2015/04/18

Staying awake in the city that never sleeps

From Jacob Lawrence's migration series, 1941
We used to say that New York was the city that never sleeps. More than that, it is a city that wants to keep you alert. However, the flashing signage, noise and bustling-hustling crowds in Times Square, the agitated foot and skateboard and motor traffic, the rattling subway and the hurried pace and startling changes may produce the opposite effect, stupefying you with conflicting demands on your attention and shutting down most of your brain, leaving the remaining working part so focused on whatever you're trying to do that you mindlessly become another vector in the general agitation, avoiding obstacles but otherwise oblivious to other people and your surroundings.

All that is true, but New York also offers sites and events that invite quiet reflection, that permit you to integrate some of all those stimuli into a coherent narrative. The New York Public Library, with all its branches, has always bee such a site, and I hope it will remain so — though we heard disturbing news of plans to sell off the branches (more valuable as real estate) and ship the books out to an out-of-city warehouse.

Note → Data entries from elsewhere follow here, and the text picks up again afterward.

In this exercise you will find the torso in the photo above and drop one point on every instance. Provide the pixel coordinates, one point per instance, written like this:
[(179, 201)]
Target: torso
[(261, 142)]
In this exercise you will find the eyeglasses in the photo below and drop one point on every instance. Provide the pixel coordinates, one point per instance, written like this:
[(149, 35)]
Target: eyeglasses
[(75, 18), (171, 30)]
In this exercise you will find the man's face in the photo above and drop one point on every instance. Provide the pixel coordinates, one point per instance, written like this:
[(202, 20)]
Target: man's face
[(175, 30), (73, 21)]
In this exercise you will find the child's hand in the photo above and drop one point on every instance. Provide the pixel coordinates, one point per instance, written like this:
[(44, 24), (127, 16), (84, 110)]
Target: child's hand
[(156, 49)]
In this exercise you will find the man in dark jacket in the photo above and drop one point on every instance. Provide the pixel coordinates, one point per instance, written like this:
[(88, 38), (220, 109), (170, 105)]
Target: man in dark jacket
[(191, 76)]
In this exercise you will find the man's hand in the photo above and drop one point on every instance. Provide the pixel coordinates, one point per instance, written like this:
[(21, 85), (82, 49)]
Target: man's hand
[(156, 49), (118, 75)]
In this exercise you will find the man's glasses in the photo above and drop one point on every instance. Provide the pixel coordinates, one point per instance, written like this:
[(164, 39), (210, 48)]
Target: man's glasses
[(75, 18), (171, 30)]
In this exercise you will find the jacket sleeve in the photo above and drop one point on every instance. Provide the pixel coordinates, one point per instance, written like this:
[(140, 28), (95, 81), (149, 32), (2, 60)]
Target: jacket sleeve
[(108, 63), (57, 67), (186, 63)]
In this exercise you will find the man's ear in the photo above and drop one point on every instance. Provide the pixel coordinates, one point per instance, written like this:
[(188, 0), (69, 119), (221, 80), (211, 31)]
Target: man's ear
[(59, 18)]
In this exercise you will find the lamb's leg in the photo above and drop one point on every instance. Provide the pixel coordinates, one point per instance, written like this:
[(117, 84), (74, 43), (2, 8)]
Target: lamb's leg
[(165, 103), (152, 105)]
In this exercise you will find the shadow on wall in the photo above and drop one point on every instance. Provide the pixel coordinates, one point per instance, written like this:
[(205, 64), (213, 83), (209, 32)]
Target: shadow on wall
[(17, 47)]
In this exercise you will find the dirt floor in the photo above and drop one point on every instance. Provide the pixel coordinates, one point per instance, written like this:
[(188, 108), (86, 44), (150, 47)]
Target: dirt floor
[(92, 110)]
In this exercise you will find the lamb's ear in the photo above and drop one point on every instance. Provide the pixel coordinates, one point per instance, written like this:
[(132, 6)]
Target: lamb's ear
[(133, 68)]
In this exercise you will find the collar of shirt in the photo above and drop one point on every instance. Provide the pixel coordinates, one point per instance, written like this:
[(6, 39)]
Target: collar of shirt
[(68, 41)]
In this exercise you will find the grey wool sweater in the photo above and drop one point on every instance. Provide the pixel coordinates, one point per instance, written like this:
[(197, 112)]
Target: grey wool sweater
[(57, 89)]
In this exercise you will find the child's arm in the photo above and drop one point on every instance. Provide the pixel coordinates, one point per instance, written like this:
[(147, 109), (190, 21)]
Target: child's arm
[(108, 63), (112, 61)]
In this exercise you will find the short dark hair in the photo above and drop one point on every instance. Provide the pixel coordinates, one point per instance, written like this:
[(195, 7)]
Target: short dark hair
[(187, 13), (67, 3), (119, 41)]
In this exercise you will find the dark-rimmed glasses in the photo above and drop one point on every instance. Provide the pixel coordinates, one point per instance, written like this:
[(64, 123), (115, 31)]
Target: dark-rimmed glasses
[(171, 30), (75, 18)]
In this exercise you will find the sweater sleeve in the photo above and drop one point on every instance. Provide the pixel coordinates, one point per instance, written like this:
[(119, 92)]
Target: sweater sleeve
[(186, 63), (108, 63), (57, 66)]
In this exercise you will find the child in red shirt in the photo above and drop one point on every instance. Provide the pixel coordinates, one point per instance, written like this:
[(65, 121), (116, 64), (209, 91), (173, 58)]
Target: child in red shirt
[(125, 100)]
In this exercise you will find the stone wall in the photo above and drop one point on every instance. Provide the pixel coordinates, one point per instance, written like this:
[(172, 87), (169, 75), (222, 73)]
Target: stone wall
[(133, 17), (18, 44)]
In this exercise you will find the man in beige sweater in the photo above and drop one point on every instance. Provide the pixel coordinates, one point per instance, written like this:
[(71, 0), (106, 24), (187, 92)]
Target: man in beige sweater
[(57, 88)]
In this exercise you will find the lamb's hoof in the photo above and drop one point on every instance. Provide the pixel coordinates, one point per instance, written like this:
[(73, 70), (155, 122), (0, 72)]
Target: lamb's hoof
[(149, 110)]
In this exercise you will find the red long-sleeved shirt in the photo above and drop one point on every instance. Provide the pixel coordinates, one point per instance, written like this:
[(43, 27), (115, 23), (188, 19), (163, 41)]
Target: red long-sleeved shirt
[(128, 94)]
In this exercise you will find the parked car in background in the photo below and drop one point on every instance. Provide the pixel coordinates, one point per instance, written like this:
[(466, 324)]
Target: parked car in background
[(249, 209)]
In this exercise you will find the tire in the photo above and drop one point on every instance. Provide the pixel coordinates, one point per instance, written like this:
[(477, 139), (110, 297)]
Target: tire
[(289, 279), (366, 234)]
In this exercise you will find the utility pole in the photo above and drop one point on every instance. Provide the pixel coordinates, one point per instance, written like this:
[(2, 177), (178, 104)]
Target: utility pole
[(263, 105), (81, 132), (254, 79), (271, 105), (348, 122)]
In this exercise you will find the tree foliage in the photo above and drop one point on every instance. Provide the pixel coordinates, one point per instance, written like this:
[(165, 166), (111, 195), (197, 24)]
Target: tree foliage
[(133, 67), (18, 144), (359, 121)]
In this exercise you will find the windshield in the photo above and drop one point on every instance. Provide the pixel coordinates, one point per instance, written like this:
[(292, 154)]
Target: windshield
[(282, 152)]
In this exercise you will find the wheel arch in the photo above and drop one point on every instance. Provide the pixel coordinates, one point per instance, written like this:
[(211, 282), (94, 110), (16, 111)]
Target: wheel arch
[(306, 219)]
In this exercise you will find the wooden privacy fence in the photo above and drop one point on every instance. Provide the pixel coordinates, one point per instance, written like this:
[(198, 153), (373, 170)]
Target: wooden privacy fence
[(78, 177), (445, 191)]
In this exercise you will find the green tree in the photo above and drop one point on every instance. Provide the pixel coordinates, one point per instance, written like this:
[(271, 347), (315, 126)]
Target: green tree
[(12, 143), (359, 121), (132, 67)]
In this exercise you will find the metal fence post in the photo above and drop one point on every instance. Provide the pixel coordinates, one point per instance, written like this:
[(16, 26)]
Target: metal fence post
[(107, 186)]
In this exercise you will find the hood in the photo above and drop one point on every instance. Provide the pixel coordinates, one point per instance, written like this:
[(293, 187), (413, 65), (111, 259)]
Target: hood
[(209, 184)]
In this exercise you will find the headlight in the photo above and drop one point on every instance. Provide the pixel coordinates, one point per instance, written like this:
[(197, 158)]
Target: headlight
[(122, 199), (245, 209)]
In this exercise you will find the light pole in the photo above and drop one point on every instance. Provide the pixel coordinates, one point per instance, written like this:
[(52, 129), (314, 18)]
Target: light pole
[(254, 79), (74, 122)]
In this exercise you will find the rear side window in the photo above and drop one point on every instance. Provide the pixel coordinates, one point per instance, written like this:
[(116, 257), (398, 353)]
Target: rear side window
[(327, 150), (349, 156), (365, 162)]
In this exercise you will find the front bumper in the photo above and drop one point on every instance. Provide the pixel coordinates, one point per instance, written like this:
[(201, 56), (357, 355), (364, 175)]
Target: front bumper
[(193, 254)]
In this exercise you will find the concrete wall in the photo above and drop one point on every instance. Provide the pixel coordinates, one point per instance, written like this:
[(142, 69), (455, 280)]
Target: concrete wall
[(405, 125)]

Good people are fighting to save the libraries, and good people in New York have been able to accomplish many things, so maybe it'll all be all right.

Other great sites for reflection on where we are and what it all means include the great museums, the galleries and the theaters. We returned to Madrid yesterday after another week in New York, a city we know well — we lived there for over 30 years — and still recognize, though it is ever changing. And we took the opportunity to take in some shows at a couple of museums, several galleries and a theater: the Music Box, for the revival of Wendy Wasserstein's 1989 hit, "The Heidi Chronicles". Great production, terrific actors, in a very dated story that reminded us how far we have not yet come in women's struggle for recognition and equal opportunity.

In MoMA, we spent a lot of time at the exhibit Latin America in Construction: Architecture 1955-1980 — mainly because we've been working on a book that includes that period. Not, in our view, a totally successful presentation of such a complicated history — as Ronald Reagan famously noted, there are a lot of different countries "down there", and unless you already knew a lot about what you were looking at, you might not be sure whether a particular project or building was in São Paulo or Mexico, or 1952 or 1972, and some enormously important events (e.g., the coups in Chile and Argentina) were scarcely mentioned. But, if you did have some idea what you were looking at, you could find many fascinating, more obscure works that you hadn't seen before. Susana will be writing a more detailed review, so I'll leave my comments at that.

A totally successful exhibit (in my view) was the marvelous One-Way Ticket: Jacob Lawrence’s Migration Series and Other Visions of the Great Movement North. Seeing the entire series of Lawrence's 60 paintings, re-united for the first time in many years and set out on the four walls of a large gallery in the order he intended, was marvelous in many ways. First, the beauty of the pieces, in Lawrence's dramatic, flattened images in just four colors, emphasizing the stark reality of the great black migration from the southern to northern states of the U.S. in the years just before Lawrence was born (in 1917). And then, of course, that dramatic story, which the young Lawrence (he was only 23 when he painted the series) had thorough documented, by his readings in the  collection on black history amassed by Puerto Rican-born scholar and bibliophile, Arturo Alfonso Schomburg, (now the Schomburg Center for Research in Black Culture, part of the wonderful resources of the New York Public Library,) and from his many conversations with his parents and other older neighbors in Harlem. The exhibit is further enriched by works by other artists, including the poet Langston Hughes (a friend of Lawrence, who illustrated Hughes's collection of poems with the same title as his series picture series, "One-Way Ticket"), a video of Marian Anderson singing at the Lincoln Memorial, another of Betty Holiday performing "Strange Fruit," and many other black musicians and graphic artists.

This I saw as a hopeful, optimistic picture of triumph, of people who and maintained and efended their dignity against the tremendous odds of color discrimination. 

But then, for a much more pessimistic view of ethnic relations in the U.S., the sad show at the Metropolitan Museum, The Plains Indians: Artists of Earth and Sky. The peoples of the American plains seized on new materials (glass, metals), images (clothing styles and others), and the great possibilities offered by the horse — all these imported by Europeans, with extensive contact beginning around 1700 — to create beautiful new forms and to increase their hunting and manufacturing prowess. Their ancestors had already been producing many beautiful objects before the European contact, but with more limited materials; the new things and ideas inspired a great growth and exploration of new styles and images. That demonstrates once again how creative people can be when given the chance. But this flourishing culture was brief, and its end disastrous: more and more Europeans came, killed off the buffalo that the plains people had come to rely on, massacred enormous numbers of "Indians" and then herded the survivors into camps and prisons and reservations, prohibiting their languages and many of their customs.

Some of their descendants have not given up or given in, and it's good to know that there are still rebels among them, defending their dignity and expressing themselves in new ways. But overall, the story told by the Met's exhibit is very sad one.